# Conformation critique of my new foal!



## pheonix (Jul 29, 2013)

I don't know about her conformation ( she is a little young) , but she is adorable


----------



## Tryst (Feb 8, 2012)

She is very cute, but far too young to judge her conformation. Try taking some photos around 3 months of age, as they say that is similar to how they will look as adults.

Very nice photos BTW


----------



## Saucy12 (Aug 3, 2013)

Ok bumping this up since Sky just turned 3 months a few days ago. So thought I'd post another confo pic since she's a lot bigger now. Know it's harder to critique foals conformation but how is she looking so far?


----------



## Saucy12 (Aug 3, 2013)

Oh and please excuse her fuzziness! Fall in Vermont so all the ponies are getting there winter woolies haha and sorry this is the best picture I got from my parents (I'm at college now so they were in charge of the picture talking!) She's not standing as square as she should be


----------



## Endiku (Dec 6, 2010)

She's very cute. In both her newborn and 3 month pictures I'm seeing that she's over at the knees and tied in, so my guess is that this will be permanent. I can't really say anything else though.


----------



## Saucy12 (Aug 3, 2013)

Thanks for the critique Endiku. I see what your saying about her being tied in at the knee but not seeing the over at the knee.. think it may be the way she's standing in the picture but who knows. Any other opinions on my girl?


----------



## Endiku (Dec 6, 2010)

It definitely could be that, or just the angle of the pictures. Either way, even if she was over its only by a tiny bit, and I believe its better for them to be over than back at the knee.


----------



## tinyliny (Oct 31, 2009)

still cute.


----------



## Saucy12 (Aug 3, 2013)

Thanks!


----------



## WesternRider88 (Oct 30, 2012)

She's adorable! I love her marking on her face.


----------



## Saucy12 (Aug 3, 2013)

Some updated pictures of Sky. She turned 4 months old on the 16th. Anymore critiques?


----------



## Tryst (Feb 8, 2012)

Cute and fuzzy! 

Right now her neck looks quite thick at the base and to tie in a bit low. She also looks a bit straight through her hocks and steep through her croup. She appears to have a nice shoulder, nice short back and coupling. At such a young age I am sure she will continue to change and develop.


----------



## Saucy12 (Aug 3, 2013)

Thanks for the critique! Overall though would you say she looks pretty well put together and on the right track? I am pleased with her confo so far (though I am biased and not as knowledgeable on foal conformation). Know she is still young and has a lot of growing and phases to go through.. but no glaring conformation faults so far?


----------



## Tryst (Feb 8, 2012)

I think she looks fine for her age, but babies are difficult to critique with certainty at this age!


----------



## Saucy12 (Aug 3, 2013)

Thanks Tryst. Anyone else?
_Posted via Mobile Device_


----------



## Elana (Jan 28, 2011)

I suspect as she ages she will have a neck that comes from her chest too low and this may be coupled with a steep shoulder and low set point of shoulder. Probably from her Quarterhorse Mom. She also appears that she will be sickle hocked and slightly tied in at the knee. 

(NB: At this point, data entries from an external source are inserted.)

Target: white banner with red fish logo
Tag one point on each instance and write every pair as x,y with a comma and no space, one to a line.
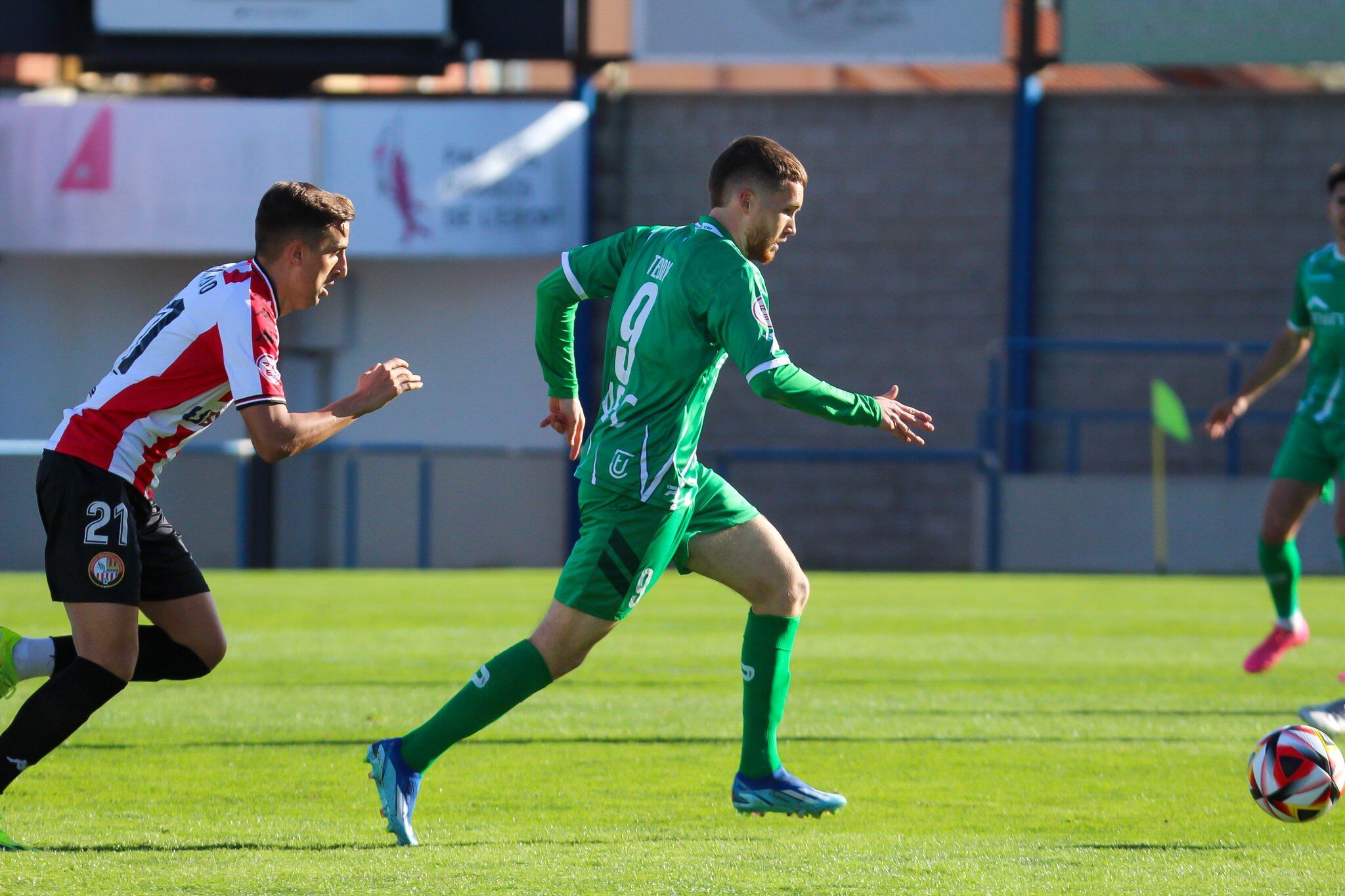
154,177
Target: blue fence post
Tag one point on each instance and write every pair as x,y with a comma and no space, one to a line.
351,509
1234,438
1023,238
427,509
1072,444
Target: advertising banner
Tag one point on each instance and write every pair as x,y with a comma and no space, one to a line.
835,32
477,179
275,18
152,177
1202,33
177,177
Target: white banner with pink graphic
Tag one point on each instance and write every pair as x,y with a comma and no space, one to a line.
183,177
468,179
146,177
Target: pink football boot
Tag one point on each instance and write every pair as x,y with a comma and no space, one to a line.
1275,645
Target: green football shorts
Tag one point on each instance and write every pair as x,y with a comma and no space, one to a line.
1310,452
626,545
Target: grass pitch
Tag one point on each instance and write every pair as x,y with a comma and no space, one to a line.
1006,734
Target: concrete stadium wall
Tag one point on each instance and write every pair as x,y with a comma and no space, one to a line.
1097,523
1174,217
1162,217
464,326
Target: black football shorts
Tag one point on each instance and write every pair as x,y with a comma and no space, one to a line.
106,543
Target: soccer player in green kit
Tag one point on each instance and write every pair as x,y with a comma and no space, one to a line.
1314,445
684,300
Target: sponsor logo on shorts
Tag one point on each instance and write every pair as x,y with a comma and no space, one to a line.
267,364
482,676
106,570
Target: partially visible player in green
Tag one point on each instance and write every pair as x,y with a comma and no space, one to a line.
684,301
1314,445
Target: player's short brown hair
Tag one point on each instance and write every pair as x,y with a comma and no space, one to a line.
1334,175
758,158
292,209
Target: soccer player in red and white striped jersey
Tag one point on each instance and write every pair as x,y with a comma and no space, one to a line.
110,554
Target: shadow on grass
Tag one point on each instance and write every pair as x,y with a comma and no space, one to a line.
1161,848
324,848
655,740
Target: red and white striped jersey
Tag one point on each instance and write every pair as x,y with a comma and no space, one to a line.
214,344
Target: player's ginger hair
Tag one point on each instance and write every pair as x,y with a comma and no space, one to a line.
758,158
294,209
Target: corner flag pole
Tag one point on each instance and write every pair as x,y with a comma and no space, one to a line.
1158,442
1169,419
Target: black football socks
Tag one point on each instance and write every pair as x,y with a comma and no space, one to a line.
53,714
160,657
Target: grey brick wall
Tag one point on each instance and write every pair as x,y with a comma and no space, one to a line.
1162,217
898,276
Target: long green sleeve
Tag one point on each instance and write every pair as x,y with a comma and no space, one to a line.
802,391
554,337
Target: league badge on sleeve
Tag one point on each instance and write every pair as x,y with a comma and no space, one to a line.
267,364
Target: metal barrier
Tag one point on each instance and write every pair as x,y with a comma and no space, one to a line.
1000,416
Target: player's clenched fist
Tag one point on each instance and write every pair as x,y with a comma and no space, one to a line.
903,421
565,416
381,383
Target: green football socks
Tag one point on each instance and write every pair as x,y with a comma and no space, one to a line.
1282,567
767,643
503,683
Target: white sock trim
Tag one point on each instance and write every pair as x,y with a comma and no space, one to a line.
1292,624
34,657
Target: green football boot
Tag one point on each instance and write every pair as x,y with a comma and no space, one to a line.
9,675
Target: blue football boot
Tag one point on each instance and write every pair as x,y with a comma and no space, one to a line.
783,793
397,788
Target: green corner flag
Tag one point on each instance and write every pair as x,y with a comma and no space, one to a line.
1169,413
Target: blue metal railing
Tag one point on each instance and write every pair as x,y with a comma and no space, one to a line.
998,414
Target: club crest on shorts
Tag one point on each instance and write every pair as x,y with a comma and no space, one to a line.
621,461
106,570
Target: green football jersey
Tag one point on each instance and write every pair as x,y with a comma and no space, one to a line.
1320,307
684,300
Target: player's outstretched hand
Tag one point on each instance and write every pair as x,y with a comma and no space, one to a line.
567,416
1223,417
903,421
381,383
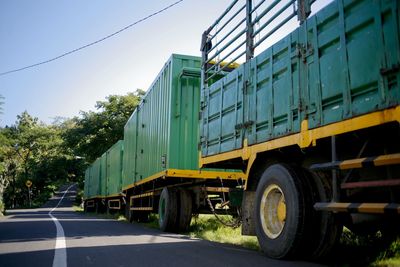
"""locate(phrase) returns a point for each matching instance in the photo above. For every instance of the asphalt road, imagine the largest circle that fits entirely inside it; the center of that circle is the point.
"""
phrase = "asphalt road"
(32, 238)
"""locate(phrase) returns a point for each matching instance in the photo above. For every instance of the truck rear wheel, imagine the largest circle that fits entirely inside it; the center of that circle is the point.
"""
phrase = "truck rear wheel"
(324, 228)
(280, 211)
(168, 210)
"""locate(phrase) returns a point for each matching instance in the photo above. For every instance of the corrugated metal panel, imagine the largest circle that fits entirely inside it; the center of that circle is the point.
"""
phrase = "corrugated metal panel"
(341, 63)
(353, 41)
(165, 122)
(222, 114)
(87, 183)
(130, 139)
(114, 168)
(94, 187)
(103, 174)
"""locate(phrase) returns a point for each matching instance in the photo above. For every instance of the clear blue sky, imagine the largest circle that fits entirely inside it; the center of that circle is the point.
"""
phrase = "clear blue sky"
(34, 31)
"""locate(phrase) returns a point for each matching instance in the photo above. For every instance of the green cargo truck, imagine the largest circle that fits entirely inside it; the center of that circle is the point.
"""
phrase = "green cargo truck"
(313, 119)
(161, 149)
(114, 158)
(289, 122)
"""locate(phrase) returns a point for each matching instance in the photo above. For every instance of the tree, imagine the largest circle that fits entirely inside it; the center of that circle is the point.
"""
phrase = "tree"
(92, 134)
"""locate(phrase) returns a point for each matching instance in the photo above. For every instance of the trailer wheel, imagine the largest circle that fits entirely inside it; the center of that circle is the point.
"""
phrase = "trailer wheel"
(280, 211)
(168, 210)
(185, 210)
(325, 228)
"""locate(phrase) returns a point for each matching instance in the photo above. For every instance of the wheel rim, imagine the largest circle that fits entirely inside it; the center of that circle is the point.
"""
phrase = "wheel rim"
(273, 211)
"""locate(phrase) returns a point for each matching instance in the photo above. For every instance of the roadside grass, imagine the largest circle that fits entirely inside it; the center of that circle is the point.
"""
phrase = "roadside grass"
(353, 250)
(209, 228)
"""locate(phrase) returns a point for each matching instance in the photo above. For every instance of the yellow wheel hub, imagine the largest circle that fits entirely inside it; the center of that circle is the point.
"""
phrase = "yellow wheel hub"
(273, 211)
(281, 210)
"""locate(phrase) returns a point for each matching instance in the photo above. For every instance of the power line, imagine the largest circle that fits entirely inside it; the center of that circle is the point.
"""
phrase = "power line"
(93, 43)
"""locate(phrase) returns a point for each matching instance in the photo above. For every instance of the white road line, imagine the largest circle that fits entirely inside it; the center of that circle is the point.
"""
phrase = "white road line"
(60, 252)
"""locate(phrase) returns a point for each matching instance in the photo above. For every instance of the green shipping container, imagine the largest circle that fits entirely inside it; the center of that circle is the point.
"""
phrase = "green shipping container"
(94, 179)
(114, 168)
(162, 132)
(341, 63)
(87, 183)
(103, 175)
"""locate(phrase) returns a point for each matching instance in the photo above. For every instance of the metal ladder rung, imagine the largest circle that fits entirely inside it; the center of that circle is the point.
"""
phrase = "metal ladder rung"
(381, 183)
(390, 159)
(372, 208)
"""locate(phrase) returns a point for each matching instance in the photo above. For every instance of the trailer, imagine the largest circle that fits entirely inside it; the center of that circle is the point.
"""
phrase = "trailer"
(313, 119)
(160, 170)
(103, 182)
(289, 122)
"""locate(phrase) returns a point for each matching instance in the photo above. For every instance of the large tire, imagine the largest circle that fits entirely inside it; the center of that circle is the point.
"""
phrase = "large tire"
(185, 210)
(280, 214)
(324, 228)
(168, 210)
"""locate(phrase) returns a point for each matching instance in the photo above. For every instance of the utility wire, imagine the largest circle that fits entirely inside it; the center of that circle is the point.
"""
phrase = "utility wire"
(93, 43)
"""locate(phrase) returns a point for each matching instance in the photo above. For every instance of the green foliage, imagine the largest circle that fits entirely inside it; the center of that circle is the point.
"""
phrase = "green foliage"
(52, 154)
(92, 134)
(33, 151)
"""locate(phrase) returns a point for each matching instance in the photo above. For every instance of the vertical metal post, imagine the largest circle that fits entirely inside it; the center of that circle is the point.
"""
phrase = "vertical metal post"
(303, 10)
(335, 192)
(29, 197)
(250, 31)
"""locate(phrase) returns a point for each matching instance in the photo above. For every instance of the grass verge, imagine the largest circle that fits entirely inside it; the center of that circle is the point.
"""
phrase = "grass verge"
(352, 250)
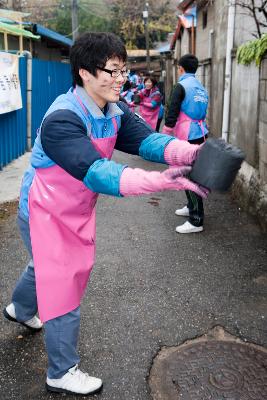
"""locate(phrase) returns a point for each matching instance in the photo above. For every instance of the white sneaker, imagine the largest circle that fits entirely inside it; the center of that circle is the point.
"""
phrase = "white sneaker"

Have you photos of her Sire and Dam?


----------



## Saucy12 (Aug 3, 2013)

Just curious as to why you think she is going to have a steep shoulder? To me her shoulder looks pretty nice and laid back but could be wrong.. One of the 1st pictures I posted on this thread shows what I'm trying to say better. Or at least to me in that picture her shoulder looks laid back nicely and her neck is tied in high enough on her chest. But know babies go through a lot of phases so maybe she's in one of those fugly phases.
_Posted via Mobile Device_


----------



## Elana (Jan 28, 2011)

Most very young foals have laid back shoulders. As she matures her shoulder is becoming more upright. 

Would still love to see photos of sire/dam.


----------